Figure 1: Boom Bust Indicator for the UK stock market 1922-2015

Forero-Laverde - Figure 1

The research studies the evolution of BBIs for credit and stock markets under five different regimes: the gold exchange standard (GES), the fixed peg rate of Bretton Woods (PEG), the managed float of the Exchange Rate Mechanism (MF), the periods of free floatation (FF) and the European Monetary Union (EMU). To characterize the differences in behavior under each regime we pool all countries together and measure the statistically significant differences in means and volatility for BBIs under each regime. They were graphed in a scatter plot, where the X axis represents volatility and the Y axis represents the mean. Results for the long-run measure are presented in Figure 2. The farther a regime appears from the origin, the more elastic it is as it coincides with stronger variability in the indicator.

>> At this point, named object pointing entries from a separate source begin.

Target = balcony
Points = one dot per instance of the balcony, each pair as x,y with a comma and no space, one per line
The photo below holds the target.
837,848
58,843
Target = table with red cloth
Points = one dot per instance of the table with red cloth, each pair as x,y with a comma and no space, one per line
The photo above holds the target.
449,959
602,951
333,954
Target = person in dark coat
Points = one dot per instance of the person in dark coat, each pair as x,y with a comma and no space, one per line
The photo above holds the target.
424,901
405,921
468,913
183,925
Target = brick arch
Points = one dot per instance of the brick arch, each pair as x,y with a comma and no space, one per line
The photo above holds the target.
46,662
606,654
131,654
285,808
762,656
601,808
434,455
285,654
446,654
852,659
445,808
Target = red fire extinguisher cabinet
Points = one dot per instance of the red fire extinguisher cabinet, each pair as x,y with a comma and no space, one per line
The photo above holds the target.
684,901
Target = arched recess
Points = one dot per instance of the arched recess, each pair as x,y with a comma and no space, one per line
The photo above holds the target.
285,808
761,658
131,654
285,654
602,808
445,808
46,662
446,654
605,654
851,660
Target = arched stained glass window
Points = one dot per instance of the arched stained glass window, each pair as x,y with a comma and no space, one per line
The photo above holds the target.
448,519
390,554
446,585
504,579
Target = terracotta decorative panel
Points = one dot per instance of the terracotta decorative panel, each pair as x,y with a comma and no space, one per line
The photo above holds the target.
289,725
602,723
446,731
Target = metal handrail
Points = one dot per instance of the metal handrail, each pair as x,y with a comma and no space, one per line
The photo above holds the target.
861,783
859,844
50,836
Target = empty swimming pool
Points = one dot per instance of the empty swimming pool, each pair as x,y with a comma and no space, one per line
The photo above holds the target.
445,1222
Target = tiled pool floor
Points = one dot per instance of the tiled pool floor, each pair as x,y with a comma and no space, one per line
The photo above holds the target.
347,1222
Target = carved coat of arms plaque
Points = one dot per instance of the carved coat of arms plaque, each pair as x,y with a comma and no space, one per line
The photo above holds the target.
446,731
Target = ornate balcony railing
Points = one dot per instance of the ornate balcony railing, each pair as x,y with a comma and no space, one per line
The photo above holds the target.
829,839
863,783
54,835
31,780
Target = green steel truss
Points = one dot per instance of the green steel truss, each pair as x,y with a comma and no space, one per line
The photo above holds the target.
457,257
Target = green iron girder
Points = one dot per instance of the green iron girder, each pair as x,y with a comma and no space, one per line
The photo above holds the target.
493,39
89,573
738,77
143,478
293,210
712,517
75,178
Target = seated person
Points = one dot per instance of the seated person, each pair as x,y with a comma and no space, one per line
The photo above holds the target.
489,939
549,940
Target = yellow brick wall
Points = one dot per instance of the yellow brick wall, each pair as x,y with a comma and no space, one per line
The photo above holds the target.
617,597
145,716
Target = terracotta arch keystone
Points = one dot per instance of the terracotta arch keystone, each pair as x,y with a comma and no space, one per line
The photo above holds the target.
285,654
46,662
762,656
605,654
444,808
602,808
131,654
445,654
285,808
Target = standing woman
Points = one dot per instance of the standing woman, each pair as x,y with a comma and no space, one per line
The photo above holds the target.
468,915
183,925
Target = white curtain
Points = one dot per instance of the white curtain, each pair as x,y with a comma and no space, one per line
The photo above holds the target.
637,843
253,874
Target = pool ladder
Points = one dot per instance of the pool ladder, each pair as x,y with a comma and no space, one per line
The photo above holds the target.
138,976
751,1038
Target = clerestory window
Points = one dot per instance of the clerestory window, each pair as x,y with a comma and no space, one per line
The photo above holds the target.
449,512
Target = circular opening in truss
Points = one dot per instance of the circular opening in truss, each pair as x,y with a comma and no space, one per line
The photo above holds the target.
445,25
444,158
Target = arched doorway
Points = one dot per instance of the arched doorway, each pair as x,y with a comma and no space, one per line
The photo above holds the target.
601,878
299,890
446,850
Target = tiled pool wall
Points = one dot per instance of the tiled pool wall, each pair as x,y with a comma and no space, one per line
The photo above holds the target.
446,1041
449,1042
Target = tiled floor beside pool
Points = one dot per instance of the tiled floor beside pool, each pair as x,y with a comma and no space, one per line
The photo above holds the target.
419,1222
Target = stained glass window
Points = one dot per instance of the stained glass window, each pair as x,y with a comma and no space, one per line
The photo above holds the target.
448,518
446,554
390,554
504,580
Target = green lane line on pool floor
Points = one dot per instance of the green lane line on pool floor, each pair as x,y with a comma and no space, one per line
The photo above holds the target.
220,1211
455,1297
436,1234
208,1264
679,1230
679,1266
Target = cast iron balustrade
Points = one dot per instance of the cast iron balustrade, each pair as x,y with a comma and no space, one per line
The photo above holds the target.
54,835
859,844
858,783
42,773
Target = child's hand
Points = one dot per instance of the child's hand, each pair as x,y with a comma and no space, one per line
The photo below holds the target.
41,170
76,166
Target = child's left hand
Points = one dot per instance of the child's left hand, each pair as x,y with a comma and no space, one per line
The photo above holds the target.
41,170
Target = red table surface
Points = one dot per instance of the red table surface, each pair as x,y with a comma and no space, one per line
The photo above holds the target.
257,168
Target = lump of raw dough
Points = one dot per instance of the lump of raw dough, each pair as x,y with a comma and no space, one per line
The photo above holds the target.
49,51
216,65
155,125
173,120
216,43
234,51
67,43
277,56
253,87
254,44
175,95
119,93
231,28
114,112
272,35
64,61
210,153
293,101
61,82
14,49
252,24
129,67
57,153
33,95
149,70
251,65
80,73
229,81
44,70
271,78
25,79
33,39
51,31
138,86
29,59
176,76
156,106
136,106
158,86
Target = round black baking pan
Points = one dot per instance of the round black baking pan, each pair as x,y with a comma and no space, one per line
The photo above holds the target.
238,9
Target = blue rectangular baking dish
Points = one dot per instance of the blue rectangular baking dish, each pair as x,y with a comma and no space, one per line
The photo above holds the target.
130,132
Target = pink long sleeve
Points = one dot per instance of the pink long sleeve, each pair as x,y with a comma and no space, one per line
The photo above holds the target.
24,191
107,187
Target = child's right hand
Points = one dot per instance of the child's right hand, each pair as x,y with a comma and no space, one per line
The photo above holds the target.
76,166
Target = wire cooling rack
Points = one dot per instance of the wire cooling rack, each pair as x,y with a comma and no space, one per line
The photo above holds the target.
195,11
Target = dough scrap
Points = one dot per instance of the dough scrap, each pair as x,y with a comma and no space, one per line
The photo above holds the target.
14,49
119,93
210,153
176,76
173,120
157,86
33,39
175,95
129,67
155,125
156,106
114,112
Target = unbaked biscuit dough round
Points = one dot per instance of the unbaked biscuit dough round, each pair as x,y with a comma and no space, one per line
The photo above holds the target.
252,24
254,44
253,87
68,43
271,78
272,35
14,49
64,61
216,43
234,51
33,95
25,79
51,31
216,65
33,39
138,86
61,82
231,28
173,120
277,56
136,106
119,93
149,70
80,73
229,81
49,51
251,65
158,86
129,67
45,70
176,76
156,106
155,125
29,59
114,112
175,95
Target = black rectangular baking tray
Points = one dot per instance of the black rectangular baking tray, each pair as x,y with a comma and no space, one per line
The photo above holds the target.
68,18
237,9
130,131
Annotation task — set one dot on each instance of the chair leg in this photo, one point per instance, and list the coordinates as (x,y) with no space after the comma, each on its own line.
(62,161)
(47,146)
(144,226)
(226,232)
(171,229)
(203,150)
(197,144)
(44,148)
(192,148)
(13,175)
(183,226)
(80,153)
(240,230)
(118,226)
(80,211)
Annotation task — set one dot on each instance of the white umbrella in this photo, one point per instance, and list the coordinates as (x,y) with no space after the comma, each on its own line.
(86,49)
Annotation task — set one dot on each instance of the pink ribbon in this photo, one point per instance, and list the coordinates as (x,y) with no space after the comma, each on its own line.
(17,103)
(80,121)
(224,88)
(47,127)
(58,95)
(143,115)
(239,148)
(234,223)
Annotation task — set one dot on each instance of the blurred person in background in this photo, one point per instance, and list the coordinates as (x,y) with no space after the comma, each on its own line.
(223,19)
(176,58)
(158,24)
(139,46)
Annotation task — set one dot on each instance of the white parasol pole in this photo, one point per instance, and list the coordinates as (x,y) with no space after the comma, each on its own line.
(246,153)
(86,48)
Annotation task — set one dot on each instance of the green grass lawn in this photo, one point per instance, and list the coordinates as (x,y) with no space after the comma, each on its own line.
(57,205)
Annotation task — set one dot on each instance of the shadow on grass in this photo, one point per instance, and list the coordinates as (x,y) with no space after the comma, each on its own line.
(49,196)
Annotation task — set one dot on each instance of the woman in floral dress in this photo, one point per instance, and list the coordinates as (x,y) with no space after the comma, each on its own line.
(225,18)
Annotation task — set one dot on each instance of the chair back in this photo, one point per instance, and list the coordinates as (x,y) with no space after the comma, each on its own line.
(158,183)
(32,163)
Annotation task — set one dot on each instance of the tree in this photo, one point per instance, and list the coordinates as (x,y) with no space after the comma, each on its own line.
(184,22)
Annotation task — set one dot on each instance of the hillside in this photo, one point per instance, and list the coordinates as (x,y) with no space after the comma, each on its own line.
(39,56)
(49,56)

Figure 2: Regimes according to mean value and volatility of long-run BBIs

Forero-Laverde - Figure 2

Although the mechanisms through which the regime impinges on the boom-bust cycle of credit and stocks still remains unclear, it is possible to highlight several findings. First, there is a role for the monetary regime on the evolution of asset prices and credit. Second, some sort of currency peg, with commitments to exchange rate stability and capital controls, favors financial stability both in the short and long run. However, stricter pegs are favorable for controlling stock market booms but increase both short run and medium run volatility of credit growth. Finally, a nominal anchor of the currency, through the gold exchange standard or the European Monetary Union, appears to be insufficient in generating financial stability as they coincide with booms and heightened volatility in stock and credit markets.